I'm glad you've enjoyed my anti-climaticism (which my computer tells me IS a word so ha. I knew what you were thinking), however there is a lesson to be learned. You don't get it? Duh, don't get drunk bring home the first short homeless guy you find, dress him up like a gnome as a joke, and let him free in your apartment and black out under your bed only to wake up in the morning forgetting everything. I wonder how much he sold those tiles for...
Writing a blog has proven to be pleasantly challenging. Some days the most difficult task I face is having to reach all the way to the shift key to capitalize my I's. Other days it's so difficult for me to figure out something to write about I give up. Hence the consistently infrequent posting I do now. So I guess you can just treat that like an explanation if you were wondering.

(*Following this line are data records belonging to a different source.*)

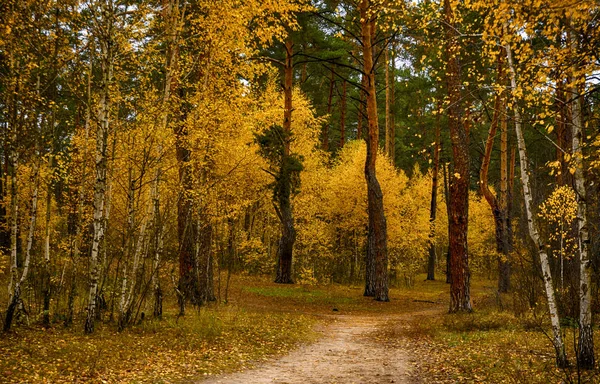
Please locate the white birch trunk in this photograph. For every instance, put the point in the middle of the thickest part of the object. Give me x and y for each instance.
(106, 61)
(561, 358)
(585, 356)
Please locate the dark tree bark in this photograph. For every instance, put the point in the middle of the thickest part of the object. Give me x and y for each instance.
(433, 206)
(343, 116)
(288, 232)
(327, 126)
(460, 298)
(4, 227)
(361, 111)
(205, 261)
(377, 257)
(499, 207)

I did mention that this week so far has not been the best week at all. Without delving into the logistics and such I'd like to thank, my friends/family who have come together to let me know they care and be there for me. In a way losing has been reassuring to me at least to know that someone is there for me, or in this case a lot of someones are there for me. There's nothing more I can ask for and realize that now I find myself glad thats all I have, I could be left with worse. No one's perfect, no one has everything they want, and certainly no one person will be around forever. Enjoy the time, remember the laughs, and be prepared to accept the changes of life that come at you, sometimes faster than you know. Life has a way of keeping you in check. Be ready.
I thank you guys all for reading, hopefully my story wasn't too farfetched for you, but I certainly enjoyed writing it. Have a wonderful rest of your, day/week. Leave me comments, let me know whats on your mind, I got a lot on the last post so keep it up! "I hope your happy, you really deserve it". Thanks.